No wonder transfer bids north of £100m are being mooted. When Greaves returned in 1961 from a brief and ill-starred time in Milan, he cost Spurs £99,999. The fee avoided him becoming the first £100,000 player in British football.

His seasons with a second London club were, in truth, not as staggeringly prolific as with his first. At Chelsea he scored 124 in 157 games; at Spurs, a mere 220 in 321. The former teenage star ended his top-flight career at West Ham in 1971, scoring 13 in 38 appearances, a one-in-three striker aged 31.

Perhaps that less-than-ideal lifestyle caught up with Greavsie more quickly than the lumbering defenders he bamboozled for 15 years. Perhaps he tired of being kicked black and blue by bigger opponents happy to whack anything that moved. The drink clearly didn’t help.

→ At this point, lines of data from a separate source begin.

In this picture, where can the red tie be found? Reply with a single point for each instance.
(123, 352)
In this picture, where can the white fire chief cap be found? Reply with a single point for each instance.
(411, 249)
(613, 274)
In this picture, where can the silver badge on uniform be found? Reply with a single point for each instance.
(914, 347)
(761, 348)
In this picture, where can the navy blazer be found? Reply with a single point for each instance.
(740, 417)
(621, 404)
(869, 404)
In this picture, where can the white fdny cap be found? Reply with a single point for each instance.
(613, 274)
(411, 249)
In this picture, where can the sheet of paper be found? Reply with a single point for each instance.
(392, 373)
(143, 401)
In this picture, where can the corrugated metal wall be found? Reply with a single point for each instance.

While spending a few seasons in non-league football, he sought help from Alcoholics Anonymous and was treated in a psychiatric hospital. By the end of the Seventies he was sober, remaining so until his death in September 2021.

Twelve years earlier, he and the other remaining members of Ramsey’s squad who had not played against West Germany in July 1966, were presented with World Cup winners’ medals. His fetched £44,000 at auction in 2014. As Jimmy Greaves would tell you if he were still alive today: “It’s a funny old game.”